On 12/20/2018 06:14 PM, Peter Bergner wrote:
On 12/20/18 4:41 PM, Jeff Law wrote:
On 12/20/18 2:30 PM, Peter Bergner wrote:
For stage1, I'd like to fix that conflict wart if I can. I have also
wondered about adding a copy coalesce phase just before we enter RA,
which would ensure the copies are removed, instead of hoping RA assigns
the same reg to the source and destination of the copy making it a nop
that can be removed.
The difficulty with coalescing is that if you get too aggressive then
you end up removing degrees of freedom from the allocator and you can
easily make the final results worse.
I agree, but being too aggressive leading to bad decisions/code is
true for a lot of optimizations. :-) I do plan on first attacking
the conservative conflict info for pseudos first and seeing what
that buys us before attempting any coalescing.
When I started to work on IRA, I've tried several coalescing techniques
(i recall only conservative, iterative and optimistic ones). The
results were not promising.
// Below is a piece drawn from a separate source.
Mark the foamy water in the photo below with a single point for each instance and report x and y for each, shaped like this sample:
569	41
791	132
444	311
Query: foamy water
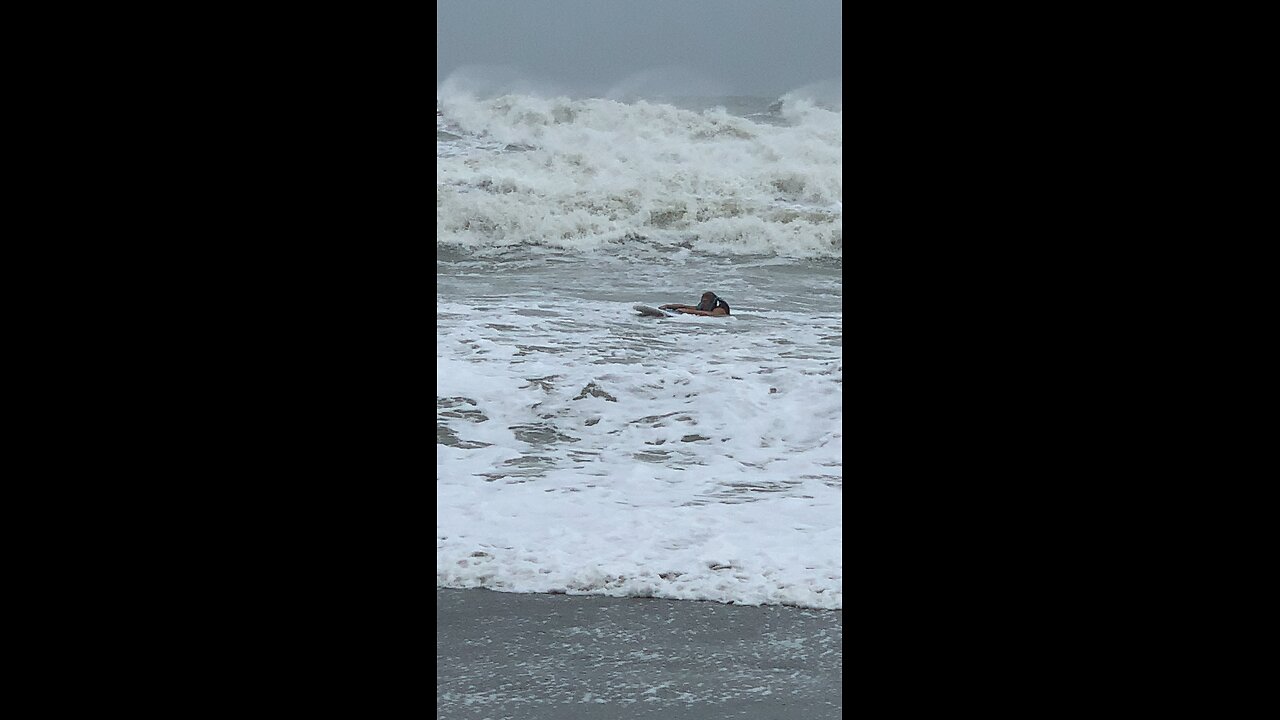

But it was very long time ago, my major
target was i686 that time and there were no accurate conflict
calculations for irregular file registers. So may be it will work in
current environment and in a different implementation.
Currently IRA has coalescing only for spilled pseudos after coloring
(because mem<->mem moves are very expensive). LRA has the same technique.
As for removing degrees of freedom for the allocator, sometimes that can
be a good thing, if it can makes the allocator simpler. For example, I
think we have forced the allocator to do too much by not only being an RA,
but being an instruction selector as well. Doing both RA and instruction
selection at the same time makes everything very complicated and I think
we probably don't compute allocation costs correctly, since we seem to
calculate costs on a per alternative per insn basis and I don't think we
ever see what the ramifications of using an alternative in one insn
has on the costs of another alternative in another insn. Sometimes using
the cheapest alternative in one insn and the cheapest alternative in
another insn can lead us into a situation that requires spilling to
resolve the conflicting choices.
I am completely agree. The big remaining part to modernize GCC is
code selection. I believe LLVM has a big advantage in this area over
GCC. A modern approach could make RA much simpler. But it is a very
big job involving changes in machine descriptions (a lot of them).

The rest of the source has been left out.